Is the US ready for high speed rail? If The NorthEast Maglev (TNEM) gets its way, a solid demonstration project between Baltimore and Washington might be built sometime in the future for an undisclosed amount of money. The project is hardly scoped out yet, but the promise of being able to rocket between the cities at over 300 mph (500 kph) has attracted attention – and $5B in potential backing from the Central Japan Railway, the Bank of Japan, and the Japanese government. It’s a good downpayment on the guesstimated $10-15B the line will take.
How serious is this proposal? The government of Japan would love to start exporting some of its best technology, and it’s hard to pass up that kind of dough. And if TNEM gets their way, it’ll go on from there on a 240 mile line from Washington to New York, making the trip in just one hour. How much will that cost? The guesstimate of $100B is such a round number that you know it’s vague. But it’s a tantalizing worth investigating for a lot of reasons – and the money would come from private investors, not any government.
As we’ve noted before, infrastructure improvements have a big payoff in jobs and income. A huge project like this would employ construction workers in the short term and provide big gains in efficiency in the long run. It would directly compete with airlines, of course, but given that airlines are constantly running at the bleeding edge of, well, bleeding cash they seem like a terrible way to get around a big nation like this.
One thing they don’t teach you in economics – sometimes the supply and demand curves don’t intersect.
While the prospect of a one hour commute between New York and Washington is tantalizing, there is much more potential beyond simply moving people around. A train can carry freight, which is to say bigger packages than the ones we are already used to having arrive from mail order outlets in 2-3 days by priority mail. With modern computer sorting containers can be loaded and unloaded in a very short time.
Regardless of the cost, a line from New York to Los Angeles has the potential to unite the nation in a way not seen since the 1869 transcontinental railroad. If the cost scaled, it might run as much as $1T, but it would probably be cheaper than that. And at this speed it means that any size shipment could be sent overnight to anywhere in the US at very low cost. The benefit for US based manufacturing is enormous, and would counter the cheap labor found overseas.

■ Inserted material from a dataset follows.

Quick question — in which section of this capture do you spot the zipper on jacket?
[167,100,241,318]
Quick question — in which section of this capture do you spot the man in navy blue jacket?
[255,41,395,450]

Think of it as the ultimate in Just In Time delivery. You want a custom product, made just to your specs? No matter what it is, we’ll get it to you fast and cheap. The economies of scale start to melt away when the customer and the manufacturer are united. The internet did that for the ordering process – fast, cheap shipment would finish the job at the other end.
For all these reasons, a grander project that could include financing in part from the governments of Japan and the US is a very good idea all around. If the price tag for this sounds steep, keep in mind that the cost of wars in Iraq and Afghanistan is around $6T, which would probably be enough to create at least a huge part of the backbone of a system.
Is the US ready for 300 mph trains? The short answer is yes, especially if the tab (or the lion’s share of it) is picked up by private investors. A real revolution in travel may be coming, and soon.
It starts with a demonstration project that runs from Baltimore to Washington in 15 minutes. It should end with a nation where anything can go anywhere overnight. The possibilities are breathtaking. Let’s do what we can to make this work.
Weren’t we saying this in junior high? ( Which, for those keeping score at home, was around the time when Elvis was still alive. Barely.) Granted The Intarnets weren’t due for about twenty years yet so the Revolution In Ordering hadn’t quite taken place. But I don’t recall much being too broken about looking in the sears catalog and picking up a telephone. Ok, the scale is off by an order of magnitude (or three. or five.) I guess demonstrably the time was not yet ripe, else some entity with deep pockets would have made the investment. I still hold out hope for Solar Power Satellites and Asteroid Mining during my lifetime.
Yes! Two things changed. 1) The technology has been proven, and 2) Someone appears ready to pony up the big bucks to make it happen. And the price of oil has hit a stable, higher price. Three things.
The point is that retail as we know it is changing, and people are closer to manufacturing than ever before. Maybe you don’t want a custom tailored shirt direct in the mail, but it is possible today in something like real time for not a ton of money. The same goes for much bigger things.
I think the time is right for the next phase of revolution in how we consume, and the missing link to me seems to be retail – and the inventory they have to carry. Reduce that to near zero and you have both the logical conclusion of WalMart’s amazing logistics system and its ultimate death. It’s one Hell of a ride, better even than a really fast train.
I won’t complain if a private group of investors builds this but that is a lot of money. Can you estimate a cost/benefit analysis? I could see that it might work out after many years but that is so much money.
I am working on a model that describes the cost/benefit analysis. But when it’s done as a private company, it’s hard to do. Suffice it to say that if all or most of it is on someone else’s dime (the government of Japan, not the US?) I’m all for it.